Background
Based primarily on in vitro and animal models, with little data directly addressing patient outcomes, current guidelines recommend treating staphylococcal prosthetic valve endocarditis (PVE) with antibiotic combinations including gentamicin and rifampin. Here, we synthesize the clinical data on adjunctive rifampin and gentamicin in staphylococcal PVE.
Methods
We conducted a systematic review and meta-analysis of PubMed- and Cochrane-indexed studies reporting outcomes of staphylococcal PVE treated with adjunctive rifampin, gentamicin, both agents, or neither (i.e., glycopeptide or beta-lactam monotherapy).

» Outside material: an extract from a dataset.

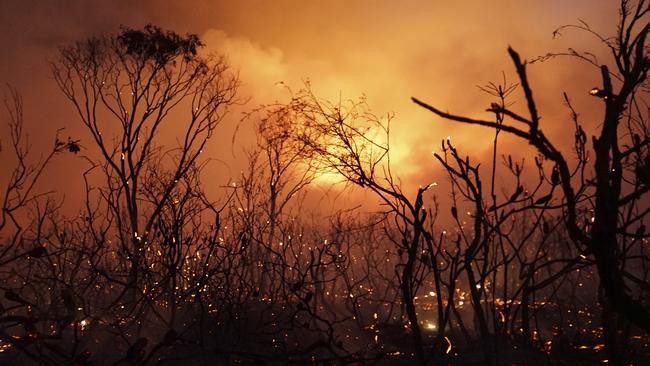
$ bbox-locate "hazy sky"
[0,0,617,212]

We recorded outcomes including mortality, relapsed infection, length of stay, nephrotoxicity, hepatotoxicity, and important drug-drug interactions (DDIs).
Results
Four relevant studies were identified. Two studies (n = 117) suggested adding gentamicin to rifampin-containing regimens did not reduce clinical failure (OR 0.98; 95% CI 0.39-2.46), and two studies (n = 201) suggested adding rifampin to gentamicin-containing regimens did not reduce clinical failure (OR 1.29; 95% CI 0.71-2.33). Neither gentamicin nor rifampin was associated with reduced infection relapse; one study found rifampin treatment associated with longer hospitalizations (mean 31.3 vs 42.3 days, p < 0.001). Comparative safety outcomes were rarely reported, but one study found rifampin associated with hepatoxicity, nephrotoxicity, and DDIs, leading to treatment discontinuation in 31% of patients.
Conclusion
The existing clinical data do not suggest a benefit of either adjunctive gentamicin or rifampin in staphylococcal PVE. Given other studies also suggest these agents add nephrotoxicity, hepatoxicity, and risk DDIs without benefit in staphylococcal endovascular infections, we suggest recommendations for gentamicin and rifampin in PVE be downgraded and they primarily be used within the context of clinical trials.